The three-pass rendering means Nanite has a relatively loose separate connection between most of the rendering pipeline and the frame buffer. The adjustments needed to support the software rasterizer make that connection even more flexible, and dynamic-priority LOD selection readily supports having more- and less-important views and balancing resources between them accordingly. Nanite takes advantage of these features to support rendering to an array of views in a single pass through the Nanite pipeline, including having different views have different LOD priorities and stopping at different steps through the pipeline; for example, shadow views are lower priority than the scene view they are shadowing and only ned the first stage of deferred rendering.

8.4 Virtual shadow buffer

Nanite uses a single large (16384×16384) virtual texture for each light source’s shadow map. However, most of this virtual texture is largely empty. Each frame the mip level needed to make one shadow buffer texel the same size as one pixel for each pixel in the scene is marked. If those mip levels for those tiles are already populated and neither the light nor the shadow caster has moved, they are left as is. Otherwise a render view for just that mip and tile is requested as one of the views to be rendered. LOD and occlusion culling are applied as normal during these renders, allowing the desired resolution of shadow to be generated with minimal effort.

This process has various implementation details that must be handled correctly for the whole process to work. Given it uses 4-byte depth buffer precision, it would require 1GB per shadow map if it were fully stored anywhere, so sparse paging is a must⁶⁶ Sparse paging is widely implemented in hardware and systems software using a set of related data structures called multi-level page tables, generally introduced in either computer architecture or operating systems courses.. Using the LOD from the viewpoint (i.e. based on distance from the light, not the viewer) is important to achieve the proper shadow resolution but means that the light and viewer often render the same geometry using clusters at different LODs, meaning depths rarely line up right; this is fixed by adding a screen-space trace to confirm shadowing, walking a few pixels towards the light source if the difference in depths is small to verify that the shadow caster is in fact present in the scene. There’s also some additional handling needed for directional lights like the sun and point lights that might cast shadows in any direction.

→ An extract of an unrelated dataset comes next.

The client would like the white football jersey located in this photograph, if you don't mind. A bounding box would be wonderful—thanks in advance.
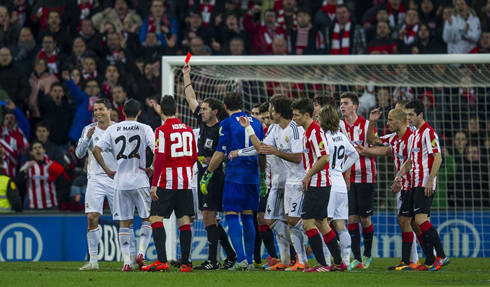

Virtual shadows are not required by Nanite: it also supports other shadowing techniques. Virtual shadowing is not practical without Nanite.

8.5 Compression

Nanite uses compressed representations for most data, and two different compressions: a directly-readable in-memory format and a more space-efficient but compute-expensive on-dick format.

In memory, the core idea is to bound the range of values per cluster and store each value with the minimum allowable bits as a bit stream, not a byte stream. For example, if a cluster’s $x$ values range from 0x38.F2 to 0x3A.3E with 8 bits of precision past the binary point, only 10 bits are needed per $x$ value. Triangle indices are stored with the smallest index in full precision and then two offsets; with 128-triangle clusters and clever ordering of vertices, this can be just 17 bits per triangle. Texture coordinates, material indices, and normals are encoded with similar bit-oriented reasoning.

On disk, existing LZ compression is used. These are byte-based, so the bit-oriented approaches of the in-memory design are not a good fit. The space saving gained by LZ compression is roughly proportional to the skew of the byte distribution: if all 256 byte values are equally common LZ doesn’t save space while if 95% of bytes are one of a dozen specific values it can achieve order-of-magnitude compression. Hardware LZ compression works in windows, so ordering data to have similar bytes nearby in memory is a win. Nanite has several tricks for transforming cluster data in ways that increase the likelihood of LZ compression being happy with the results and active work to improve this further.